DRHRH Prince Khalid Al-Faisal put things into perspective when he raised the banner for all of us to see: “Towards world-class healthcare for women.”
And who would be better than King Abdulaziz University to take Prince Khalid’s words to heart? KAU has been pioneering many fields, and its head, Professor Osama S. Tayyeb, has made it his personal quest to turn KSU into a world-class institution.
This was the driver behind building excellence centers like ours, which focus on world-class healthcare research with the vision of taking the Kingdom’s healthcare to world-class levels. The Sheikh Mohammed Hussien Al-Amoudi Center of Excellence in Breast Cancer was the first building block in making this vision a reality.
Advanced nations have already established that the road to perfect healthcare begins with prevention, and one aspect of prevention is early detection of tumors. Unfortunately, in a fairly insular society like ours, prevention – much less early detection – does not enjoy much credence. Hence, it was imperative to spread that kind of culture in our society, especially in light of statistics that show staggering growth in breast cancer cases in Saudi Arabia, 70% of which are already in their advanced stages, diminishing chances of recovery, not to mention the financial burden they place on the nation’s resources.
So the center’s strategy was to make early detection the basis of its work. Early detection raises the odds for recovery to as high as 95%, which is why it is a must. Part of that strategy is to break the silence with awareness programs that use the media to spread the culture of early detection in the society. The center initiates workshops and awareness programs aimed at healthcare providers, made all the more significant by the fact that the university’s school of medicine is the academic home of future physicians, who must be not be sent out to the world without awareness of the importance of early detection.

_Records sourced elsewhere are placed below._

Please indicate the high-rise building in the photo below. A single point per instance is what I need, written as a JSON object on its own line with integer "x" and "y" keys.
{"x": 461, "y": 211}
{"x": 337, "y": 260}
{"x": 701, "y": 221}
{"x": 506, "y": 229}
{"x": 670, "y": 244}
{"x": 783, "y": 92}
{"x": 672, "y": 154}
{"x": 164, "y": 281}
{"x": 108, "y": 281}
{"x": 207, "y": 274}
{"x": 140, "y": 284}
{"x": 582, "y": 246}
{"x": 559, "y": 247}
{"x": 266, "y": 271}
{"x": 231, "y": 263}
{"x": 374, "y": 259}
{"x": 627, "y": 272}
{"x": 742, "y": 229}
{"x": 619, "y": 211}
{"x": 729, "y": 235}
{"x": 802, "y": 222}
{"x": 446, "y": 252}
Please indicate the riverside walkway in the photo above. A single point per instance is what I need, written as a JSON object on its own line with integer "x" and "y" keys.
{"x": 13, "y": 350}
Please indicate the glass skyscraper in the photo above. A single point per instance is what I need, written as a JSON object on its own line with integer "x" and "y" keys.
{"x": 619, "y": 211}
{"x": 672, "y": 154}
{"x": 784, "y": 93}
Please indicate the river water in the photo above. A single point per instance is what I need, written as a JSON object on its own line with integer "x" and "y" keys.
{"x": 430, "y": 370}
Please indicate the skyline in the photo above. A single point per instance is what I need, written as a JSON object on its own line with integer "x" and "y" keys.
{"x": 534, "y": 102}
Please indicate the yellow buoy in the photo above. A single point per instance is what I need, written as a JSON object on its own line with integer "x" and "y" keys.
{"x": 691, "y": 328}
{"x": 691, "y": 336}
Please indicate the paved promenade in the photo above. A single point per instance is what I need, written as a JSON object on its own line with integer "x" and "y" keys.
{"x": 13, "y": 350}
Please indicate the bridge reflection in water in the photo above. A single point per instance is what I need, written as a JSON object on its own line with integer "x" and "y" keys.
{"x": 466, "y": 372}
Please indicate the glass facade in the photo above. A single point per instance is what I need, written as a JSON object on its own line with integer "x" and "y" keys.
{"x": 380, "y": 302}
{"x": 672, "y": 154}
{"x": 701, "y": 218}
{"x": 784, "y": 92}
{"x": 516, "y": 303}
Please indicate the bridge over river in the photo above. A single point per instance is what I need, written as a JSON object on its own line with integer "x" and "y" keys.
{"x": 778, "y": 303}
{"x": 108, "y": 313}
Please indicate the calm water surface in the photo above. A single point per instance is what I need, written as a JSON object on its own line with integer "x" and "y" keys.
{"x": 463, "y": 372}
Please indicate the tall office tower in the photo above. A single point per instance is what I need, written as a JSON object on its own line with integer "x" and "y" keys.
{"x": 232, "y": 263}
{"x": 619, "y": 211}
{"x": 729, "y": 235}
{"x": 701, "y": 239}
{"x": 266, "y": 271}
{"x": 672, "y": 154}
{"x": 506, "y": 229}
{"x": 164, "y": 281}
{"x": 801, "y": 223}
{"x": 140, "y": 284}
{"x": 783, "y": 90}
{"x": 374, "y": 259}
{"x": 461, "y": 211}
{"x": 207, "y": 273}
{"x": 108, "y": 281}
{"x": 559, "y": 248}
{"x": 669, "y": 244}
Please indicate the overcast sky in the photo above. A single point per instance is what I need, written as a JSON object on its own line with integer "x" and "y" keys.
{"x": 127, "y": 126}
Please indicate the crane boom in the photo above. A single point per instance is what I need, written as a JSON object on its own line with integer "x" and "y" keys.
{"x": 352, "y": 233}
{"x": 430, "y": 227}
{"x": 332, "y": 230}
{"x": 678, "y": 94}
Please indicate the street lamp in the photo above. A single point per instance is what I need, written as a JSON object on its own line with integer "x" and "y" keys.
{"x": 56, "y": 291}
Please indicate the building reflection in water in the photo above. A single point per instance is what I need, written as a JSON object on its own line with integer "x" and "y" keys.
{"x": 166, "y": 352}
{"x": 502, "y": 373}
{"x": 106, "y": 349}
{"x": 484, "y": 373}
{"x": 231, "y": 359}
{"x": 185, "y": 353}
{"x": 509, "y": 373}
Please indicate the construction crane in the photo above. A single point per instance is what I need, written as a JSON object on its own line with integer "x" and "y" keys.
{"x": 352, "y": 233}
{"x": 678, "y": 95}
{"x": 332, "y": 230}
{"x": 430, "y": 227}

To complete the structure of awareness about early detection, the center provides free mammogram detection, which is the ideal way of detecting tumors even earlier than the patient or her physician. The center also provides clinical breast examination of the breasts through a specialized clinic and workshops that teach patients methods of self-examination.

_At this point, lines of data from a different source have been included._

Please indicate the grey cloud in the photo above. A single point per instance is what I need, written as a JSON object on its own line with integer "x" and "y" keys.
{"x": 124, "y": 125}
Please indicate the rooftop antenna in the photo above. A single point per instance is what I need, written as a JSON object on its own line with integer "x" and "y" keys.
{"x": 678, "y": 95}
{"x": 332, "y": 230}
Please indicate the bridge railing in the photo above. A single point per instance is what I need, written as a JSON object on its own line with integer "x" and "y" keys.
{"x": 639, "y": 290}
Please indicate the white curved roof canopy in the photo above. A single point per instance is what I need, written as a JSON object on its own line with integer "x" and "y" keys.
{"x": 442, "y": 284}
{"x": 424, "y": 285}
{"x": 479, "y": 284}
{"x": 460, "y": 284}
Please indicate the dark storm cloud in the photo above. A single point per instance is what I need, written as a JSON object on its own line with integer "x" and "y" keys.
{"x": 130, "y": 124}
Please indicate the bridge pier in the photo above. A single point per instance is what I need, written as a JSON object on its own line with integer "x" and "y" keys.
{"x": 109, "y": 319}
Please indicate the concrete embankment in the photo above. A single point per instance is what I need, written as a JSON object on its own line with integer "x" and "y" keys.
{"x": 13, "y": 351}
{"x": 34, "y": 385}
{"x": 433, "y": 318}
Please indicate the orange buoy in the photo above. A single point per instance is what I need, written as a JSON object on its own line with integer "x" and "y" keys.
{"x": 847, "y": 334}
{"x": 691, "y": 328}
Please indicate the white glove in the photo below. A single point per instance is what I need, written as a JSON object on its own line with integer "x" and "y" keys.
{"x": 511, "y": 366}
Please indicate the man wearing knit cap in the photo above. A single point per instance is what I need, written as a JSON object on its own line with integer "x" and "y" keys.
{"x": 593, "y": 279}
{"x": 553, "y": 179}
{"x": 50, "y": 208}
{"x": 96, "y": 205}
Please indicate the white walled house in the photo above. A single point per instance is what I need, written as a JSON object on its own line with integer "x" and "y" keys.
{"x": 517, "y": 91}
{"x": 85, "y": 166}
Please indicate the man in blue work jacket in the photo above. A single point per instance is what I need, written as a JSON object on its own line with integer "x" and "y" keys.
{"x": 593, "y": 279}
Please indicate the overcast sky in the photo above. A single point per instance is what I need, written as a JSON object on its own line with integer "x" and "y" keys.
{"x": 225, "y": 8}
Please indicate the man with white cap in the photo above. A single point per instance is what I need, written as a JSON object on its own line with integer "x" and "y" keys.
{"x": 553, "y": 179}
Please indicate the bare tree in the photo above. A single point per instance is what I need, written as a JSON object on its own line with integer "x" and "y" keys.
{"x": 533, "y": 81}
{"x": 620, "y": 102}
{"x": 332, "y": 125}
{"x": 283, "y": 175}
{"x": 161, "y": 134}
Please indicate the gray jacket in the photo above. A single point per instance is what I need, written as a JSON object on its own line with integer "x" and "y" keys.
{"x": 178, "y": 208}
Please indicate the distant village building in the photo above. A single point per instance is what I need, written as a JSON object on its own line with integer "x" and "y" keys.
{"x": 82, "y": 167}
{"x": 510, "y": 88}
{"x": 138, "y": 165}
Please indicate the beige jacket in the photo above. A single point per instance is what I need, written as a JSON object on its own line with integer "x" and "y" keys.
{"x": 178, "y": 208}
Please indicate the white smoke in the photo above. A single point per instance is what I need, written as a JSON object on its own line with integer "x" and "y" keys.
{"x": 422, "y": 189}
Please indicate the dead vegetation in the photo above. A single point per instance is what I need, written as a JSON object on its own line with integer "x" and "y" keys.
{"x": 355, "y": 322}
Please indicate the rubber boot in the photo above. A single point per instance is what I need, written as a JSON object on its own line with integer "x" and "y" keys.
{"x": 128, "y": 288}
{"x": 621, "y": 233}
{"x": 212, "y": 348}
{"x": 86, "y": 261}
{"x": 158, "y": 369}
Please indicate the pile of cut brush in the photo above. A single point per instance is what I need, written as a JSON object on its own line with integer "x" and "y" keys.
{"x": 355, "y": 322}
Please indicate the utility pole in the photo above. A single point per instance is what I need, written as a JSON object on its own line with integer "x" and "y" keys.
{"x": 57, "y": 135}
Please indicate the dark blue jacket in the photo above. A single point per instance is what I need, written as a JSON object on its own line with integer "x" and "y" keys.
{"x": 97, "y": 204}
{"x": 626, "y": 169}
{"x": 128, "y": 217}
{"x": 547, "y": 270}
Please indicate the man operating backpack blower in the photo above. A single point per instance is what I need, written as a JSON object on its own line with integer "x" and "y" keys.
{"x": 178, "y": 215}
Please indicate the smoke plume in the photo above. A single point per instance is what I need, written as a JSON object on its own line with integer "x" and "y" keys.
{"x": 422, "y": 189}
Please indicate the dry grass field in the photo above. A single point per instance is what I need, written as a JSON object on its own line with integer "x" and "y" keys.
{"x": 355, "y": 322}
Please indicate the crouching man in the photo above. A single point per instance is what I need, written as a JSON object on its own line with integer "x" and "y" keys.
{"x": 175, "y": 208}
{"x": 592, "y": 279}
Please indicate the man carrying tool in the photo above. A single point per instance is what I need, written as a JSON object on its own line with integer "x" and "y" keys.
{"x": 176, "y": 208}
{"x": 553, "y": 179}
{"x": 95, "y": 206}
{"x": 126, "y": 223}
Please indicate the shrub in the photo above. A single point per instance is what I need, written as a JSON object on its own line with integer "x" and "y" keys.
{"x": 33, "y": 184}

As a breast cancer survivor, a working physician and an international activist, I learned about a whole new concept of caring for breast cancer patients: one that relies on providing services that are essential to treatment, so as patients can have better chances of recovery while feeling fully supported.

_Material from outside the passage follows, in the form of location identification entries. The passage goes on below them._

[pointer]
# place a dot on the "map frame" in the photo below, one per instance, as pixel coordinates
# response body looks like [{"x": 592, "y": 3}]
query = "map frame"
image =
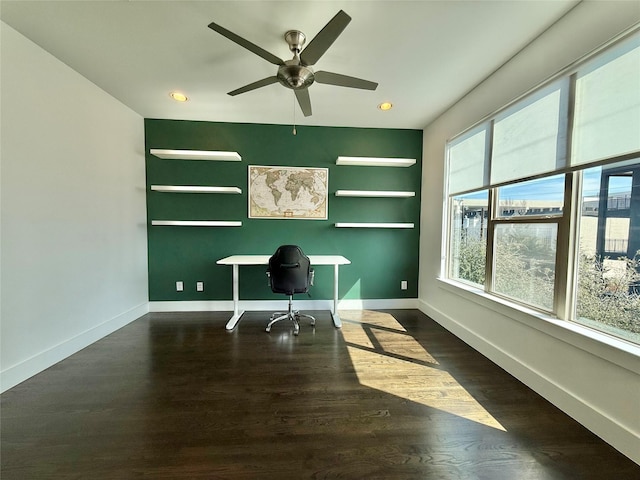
[{"x": 321, "y": 212}]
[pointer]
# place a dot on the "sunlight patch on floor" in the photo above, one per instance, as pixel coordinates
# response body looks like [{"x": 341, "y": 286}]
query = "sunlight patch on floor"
[{"x": 389, "y": 359}]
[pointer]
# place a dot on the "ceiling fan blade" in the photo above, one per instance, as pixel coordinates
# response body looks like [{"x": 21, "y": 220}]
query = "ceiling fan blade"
[
  {"x": 304, "y": 101},
  {"x": 344, "y": 81},
  {"x": 324, "y": 39},
  {"x": 252, "y": 47},
  {"x": 252, "y": 86}
]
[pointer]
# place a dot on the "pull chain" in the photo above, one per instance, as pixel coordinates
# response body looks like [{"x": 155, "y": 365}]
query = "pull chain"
[{"x": 294, "y": 113}]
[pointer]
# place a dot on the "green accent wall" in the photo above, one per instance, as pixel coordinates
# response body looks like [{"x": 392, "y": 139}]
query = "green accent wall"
[{"x": 380, "y": 258}]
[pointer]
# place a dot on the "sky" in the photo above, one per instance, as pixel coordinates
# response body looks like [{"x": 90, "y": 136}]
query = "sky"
[{"x": 552, "y": 188}]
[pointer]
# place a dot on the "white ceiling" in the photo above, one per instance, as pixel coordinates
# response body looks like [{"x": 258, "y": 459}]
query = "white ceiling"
[{"x": 425, "y": 55}]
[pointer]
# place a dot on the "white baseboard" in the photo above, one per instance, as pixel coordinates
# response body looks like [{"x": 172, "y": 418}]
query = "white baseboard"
[
  {"x": 20, "y": 372},
  {"x": 270, "y": 305},
  {"x": 607, "y": 428}
]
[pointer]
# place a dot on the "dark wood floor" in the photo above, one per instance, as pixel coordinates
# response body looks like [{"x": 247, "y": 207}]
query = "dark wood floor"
[{"x": 390, "y": 396}]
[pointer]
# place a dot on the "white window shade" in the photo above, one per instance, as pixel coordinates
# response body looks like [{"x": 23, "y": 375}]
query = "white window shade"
[
  {"x": 468, "y": 159},
  {"x": 530, "y": 138},
  {"x": 607, "y": 111}
]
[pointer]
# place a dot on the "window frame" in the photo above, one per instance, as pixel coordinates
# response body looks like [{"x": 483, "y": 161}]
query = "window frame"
[{"x": 568, "y": 223}]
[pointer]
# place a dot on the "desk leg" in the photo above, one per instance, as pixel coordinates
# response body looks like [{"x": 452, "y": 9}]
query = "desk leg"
[
  {"x": 334, "y": 314},
  {"x": 233, "y": 321}
]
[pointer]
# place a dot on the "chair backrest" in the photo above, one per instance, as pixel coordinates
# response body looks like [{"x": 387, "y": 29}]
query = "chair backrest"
[{"x": 289, "y": 270}]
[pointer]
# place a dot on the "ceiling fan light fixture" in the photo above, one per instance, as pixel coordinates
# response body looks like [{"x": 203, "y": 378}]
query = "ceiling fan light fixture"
[{"x": 179, "y": 97}]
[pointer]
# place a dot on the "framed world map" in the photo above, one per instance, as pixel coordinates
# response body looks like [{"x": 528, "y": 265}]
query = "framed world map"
[{"x": 288, "y": 192}]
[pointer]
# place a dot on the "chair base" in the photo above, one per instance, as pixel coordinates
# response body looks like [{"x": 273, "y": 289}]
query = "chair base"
[{"x": 293, "y": 315}]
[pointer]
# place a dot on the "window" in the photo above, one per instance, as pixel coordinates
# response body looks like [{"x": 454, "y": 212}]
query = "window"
[
  {"x": 544, "y": 197},
  {"x": 608, "y": 283}
]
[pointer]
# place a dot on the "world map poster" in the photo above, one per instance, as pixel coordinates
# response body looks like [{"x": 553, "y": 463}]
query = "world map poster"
[{"x": 288, "y": 192}]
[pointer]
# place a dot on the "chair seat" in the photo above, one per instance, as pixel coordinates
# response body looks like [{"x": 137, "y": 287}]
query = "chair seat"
[{"x": 289, "y": 273}]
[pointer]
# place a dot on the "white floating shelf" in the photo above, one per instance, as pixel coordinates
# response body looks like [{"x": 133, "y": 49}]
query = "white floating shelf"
[
  {"x": 373, "y": 193},
  {"x": 374, "y": 225},
  {"x": 194, "y": 189},
  {"x": 195, "y": 155},
  {"x": 194, "y": 223},
  {"x": 376, "y": 162}
]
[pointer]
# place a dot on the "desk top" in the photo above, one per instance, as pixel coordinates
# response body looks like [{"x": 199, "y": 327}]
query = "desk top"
[{"x": 264, "y": 260}]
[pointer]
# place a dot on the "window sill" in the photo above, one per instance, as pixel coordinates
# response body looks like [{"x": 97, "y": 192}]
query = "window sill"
[{"x": 619, "y": 352}]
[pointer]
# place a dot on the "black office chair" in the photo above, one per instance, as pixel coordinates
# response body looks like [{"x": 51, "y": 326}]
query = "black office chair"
[{"x": 290, "y": 272}]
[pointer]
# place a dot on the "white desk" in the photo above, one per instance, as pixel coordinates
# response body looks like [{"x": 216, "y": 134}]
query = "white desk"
[{"x": 236, "y": 260}]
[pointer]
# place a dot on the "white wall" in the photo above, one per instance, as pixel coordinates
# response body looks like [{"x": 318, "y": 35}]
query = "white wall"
[
  {"x": 73, "y": 230},
  {"x": 596, "y": 383}
]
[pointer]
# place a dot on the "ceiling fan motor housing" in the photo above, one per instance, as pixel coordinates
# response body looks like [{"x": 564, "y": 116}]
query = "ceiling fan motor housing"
[
  {"x": 295, "y": 76},
  {"x": 292, "y": 74}
]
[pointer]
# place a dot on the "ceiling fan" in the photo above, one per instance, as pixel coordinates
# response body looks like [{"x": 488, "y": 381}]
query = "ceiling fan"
[{"x": 297, "y": 73}]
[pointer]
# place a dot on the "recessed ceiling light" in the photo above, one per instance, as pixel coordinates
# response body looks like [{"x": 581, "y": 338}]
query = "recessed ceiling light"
[{"x": 178, "y": 97}]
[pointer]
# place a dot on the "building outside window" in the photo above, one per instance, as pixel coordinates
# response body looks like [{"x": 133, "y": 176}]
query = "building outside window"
[{"x": 544, "y": 196}]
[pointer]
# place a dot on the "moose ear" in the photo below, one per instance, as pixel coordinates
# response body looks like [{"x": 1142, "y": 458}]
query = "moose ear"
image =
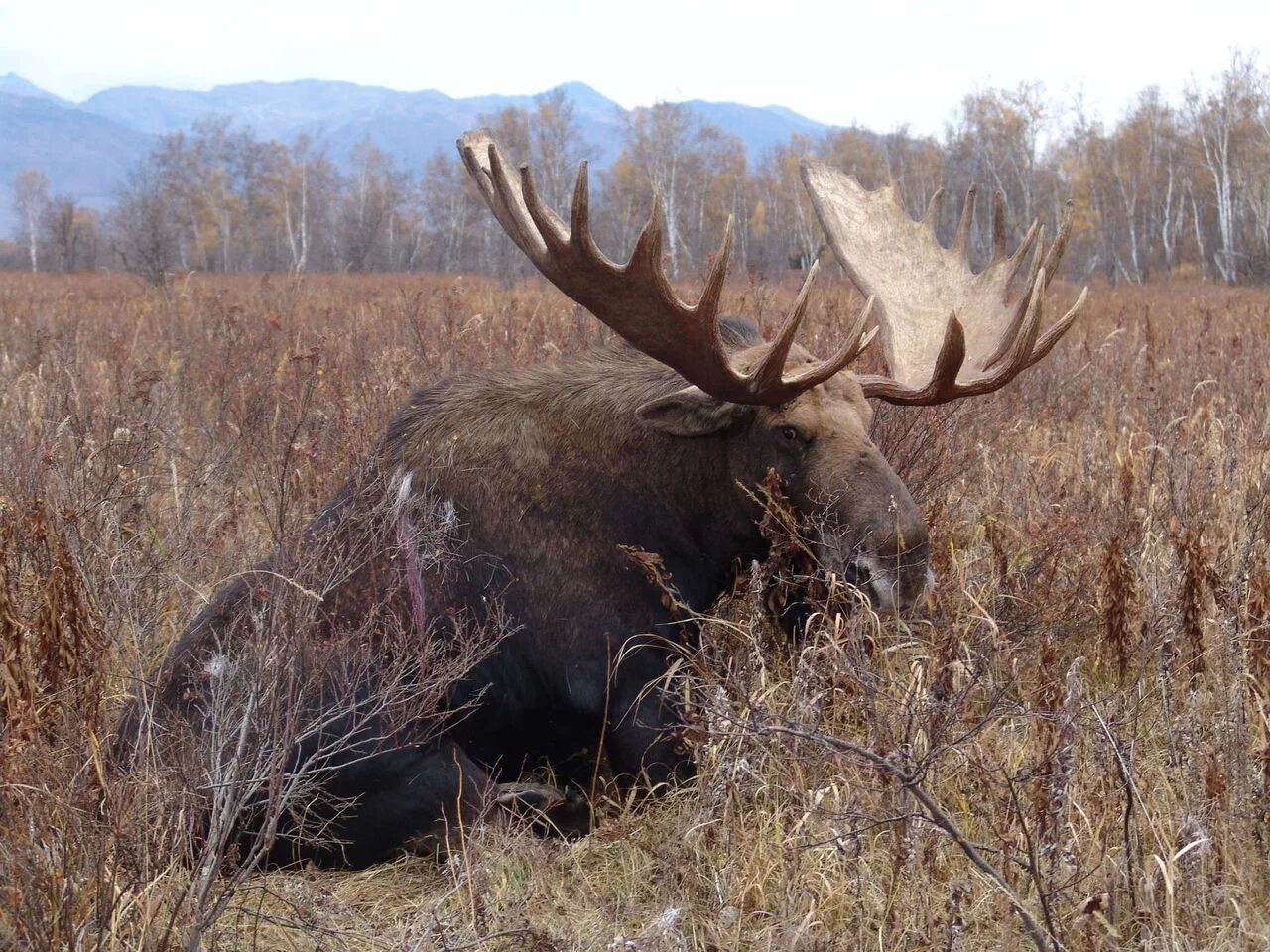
[{"x": 690, "y": 413}]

This is achieved through support services and other support units. Therefore, we at the center created a consultancy clinic that receives a patients who have already been diagnosed by their physicians and give them advice and guidance addressing all their fears, apprehensions and questions, so as to help them get all the support they need. There is also a “survivors clinic” that care for recovered patients who need long-term monitoring, especially those who lose touch with their physicians after recovery but are likely to suffer some complications, thus necessitating the need for their own clinic at the center.